Preference And BisexualityMisconceptions about bisexuality abound.

Bisexuality. An attraction to more than one gender? Yes. An equal attraction to more than one gender, at all times? Contrary to popular opinion, no. Not necessarily. Many bisexual people prefer a certain gender or genders, with this sometimes changing a little over time. In the eyes of the rest of the world, this can cast all sorts of doubt over a bi person’s sexuality. Anna, 32, sums it up perfectly when she tells LOTL: “I’ve had far more crushes on women. And I’ve never dated a man or anyone non-binary. But to say I am a lesbian is a lie, because I’m not. The trouble is, not everyone agrees with my own perception of myself, which is ridiculous.”

Unfortunately, it often seems that much of the rest of the world wants bisexuals to occupy a space which is easier for them to understand than the complex reality of what bisexuality really is. “There’s this idea that we should just ‘choose’ if we’re more attracted to one gender,” says Kate, 35. “I find this strange. I generally prefer men or androgynous-looking people but I have a long-term girlfriend. This doesn’t dilute my attraction to her or mean I should leave her, it just means that I can count more men and androgynous people I am attracted to than women. I still like those women just as much as everyone else I am attracted to.”

A crude way of measuring where someone’s attractions lie is the old Kinsey Scale.

A 0 makes you straight, a 6 makes you gay. Everything in between is by definition bisexual, with 3 representing a 50/50 attraction to men and women (unfortunately non-binary people aren’t featured). 1,2,4 and 5 are, then, all examples of being bisexual with a preference. That’s 4 categories compared to the 1 which both gay, straight and 50/50 bisexual people have.However, there is a tendency to brand those who are more of a Kinsey 1 as “tourists” or “bi-curious”. Of course this phenomenon does exist, but not everyone who is only “incidentally” attracted to women is going to screw over the women they date.

Not only are many bisexuals not equally attracted to more than one gender, some report that their attraction shifts.

A poll by Biscuit, a website for bisexual women, showed that 28% of readers found this shift happened often; 44% reported that it happened sometimes; 12% were not sure and 16% said it never happened to them. “I certainly go through ‘girl’ phases,” says Bryony, 26. “But this has never meant I stopped liking guys! It doesn’t work like that.” Shifting attraction between genders doesn’t = sleeping around or breaking up relationships.A bisexual experiencing shifting attraction is still bisexual.

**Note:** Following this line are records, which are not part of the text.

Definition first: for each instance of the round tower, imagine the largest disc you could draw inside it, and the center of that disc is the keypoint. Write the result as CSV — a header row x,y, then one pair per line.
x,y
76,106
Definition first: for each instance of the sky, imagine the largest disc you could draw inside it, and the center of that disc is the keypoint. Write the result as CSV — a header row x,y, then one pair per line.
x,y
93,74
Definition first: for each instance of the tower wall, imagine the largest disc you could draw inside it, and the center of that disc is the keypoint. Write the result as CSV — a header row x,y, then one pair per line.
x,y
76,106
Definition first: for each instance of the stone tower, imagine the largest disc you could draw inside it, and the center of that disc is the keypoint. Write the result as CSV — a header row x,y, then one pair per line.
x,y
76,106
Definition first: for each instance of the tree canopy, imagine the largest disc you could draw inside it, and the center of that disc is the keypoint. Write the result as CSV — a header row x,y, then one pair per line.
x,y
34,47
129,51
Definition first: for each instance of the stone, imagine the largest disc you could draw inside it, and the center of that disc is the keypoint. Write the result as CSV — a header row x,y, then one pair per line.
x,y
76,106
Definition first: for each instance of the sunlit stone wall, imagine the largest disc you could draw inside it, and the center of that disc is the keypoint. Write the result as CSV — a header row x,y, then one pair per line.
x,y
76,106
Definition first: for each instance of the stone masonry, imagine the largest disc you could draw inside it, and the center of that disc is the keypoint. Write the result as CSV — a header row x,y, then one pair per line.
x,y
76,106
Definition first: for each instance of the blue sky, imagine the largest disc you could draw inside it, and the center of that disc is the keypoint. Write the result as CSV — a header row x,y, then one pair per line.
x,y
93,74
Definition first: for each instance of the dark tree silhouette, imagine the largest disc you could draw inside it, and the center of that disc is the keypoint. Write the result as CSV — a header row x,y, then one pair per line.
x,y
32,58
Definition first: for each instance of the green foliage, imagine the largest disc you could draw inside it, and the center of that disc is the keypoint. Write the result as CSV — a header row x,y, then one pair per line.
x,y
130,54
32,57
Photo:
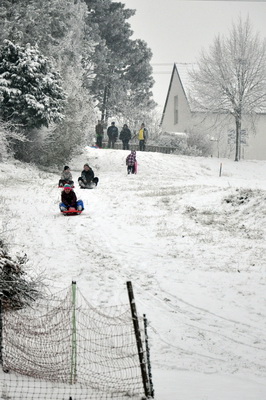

If they’ve actually got their heads round the idea of bi people having preferences, it’s not uncommon for someone to feel that “Which do you prefer?” is an acceptable question to ask when another person comes out as bisexual. Unless you know that bi person well and they feel comfortable around you, it’s not. It’s an intrusive and unnecessary enquiry, akin to “Do you have a boyfriend and a girlfriend?” Unless they steer the conversation in that direction themselves, there’s simply no reason you need to know anything about a stranger or acquaintance’s bisexuality except the fact that they identify as bisexual.

Misconceptions about bisexuality abound, and the idea that equal levels of attraction to more than one gender must exist for someone to call themselves bisexual is no less toxic than believing that bisexuals are naturally promiscuous or that they do it “for attention”. Bisexuality is just what it says on the tin: an attraction to more than one gender. It needs no further definition.